Hochement de tête. Maintenant qu’il est là, il ne va pas bouger tout de suite, non. Et pendant que Myles s’absente dans la cuisine, il balaye lentement la salle du regard. C’est étrange, tout parait normal, la vie suit son cours comme si de rien n’était et, pourtant, quelque chose cloche. A commencer par un coussin qui, il y a quelques mois encore, servait de panier au totem du trentenaire. Quand il n’y était pas, Kalem s’était habitué à le voir roder entre les tables, parfois suivi de Blue. Mais, cette fois, le berger allemand n’est nulle part. Kalem ignore si Myles l’avait perdu ou s’il le gardait en lui – par précaution – et n’est pas certain de vouloir une réponse à cette interrogation.
Quant aux clients, Kalem reconnait quelques habitués, nombreux étant des membres des forces de l’ordre qu’il s’efforce d’éviter, et leurs expressions d’ordinaires assez joviales se sont assombries pour beaucoup d’entre eux. Les séquelles de l’attaque sont encore bien visibles, personne ne parvient à oublier. Et comment pourraient-ils le faire, avec ce manque constant qui leur noue l’estomac et les empêche de dormir ? C’est leur âme-même, tout comme celle de Kalem, qui a été touchée. Et ce type de blessure est bien plus profond qu’aucune autre.

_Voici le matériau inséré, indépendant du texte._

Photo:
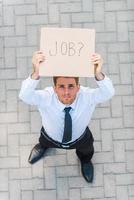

Le bruit d’une assiette qu’on pose devant lui le fait se retourner alors que son regard vient de terminer sa course par une seconde pause sur le coussin. L’odeur du plat de lasagnes monte jusqu’à lui et lui rappelle à quel point il est affamé. Sans plus de cérémonie, avec juste un « Merci. » étouffé par la première bouchée, il goûte ce que le patron lui propose. God dam nit ce que c’est bon ! Les spasmes de son estomac enfin nourri sont presque douloureux et réclament la suite. Kalem prend cependant le temps de suspendre sa fourchette pour acquiescer à la question qui vient de lui être posée.

« Ouais, je veux bien si t’as une bonne bière… sinon un coca. Et un café, après. »

La caféine, il en a besoin en ce moment, avec ses insomnies.
Kalem ne se rend pas compte de l’image de morfale qu’il renvoie, ou plutôt il s’en fiche. La moitié du plat est engloutie en cinq secondes chrono ; il prend un tout petit peu plus son temps pour l’autre moitié car c’est vraiment bon et il veut en profiter.
Tout en mangeant, il sent un regard qui pèse sur lui. Il sait que Myles l’observe attentivement mais c’est un moindre mal avec ce qu’il lui a apporté. Il fait mine de rien et termine son plat sans piper mot.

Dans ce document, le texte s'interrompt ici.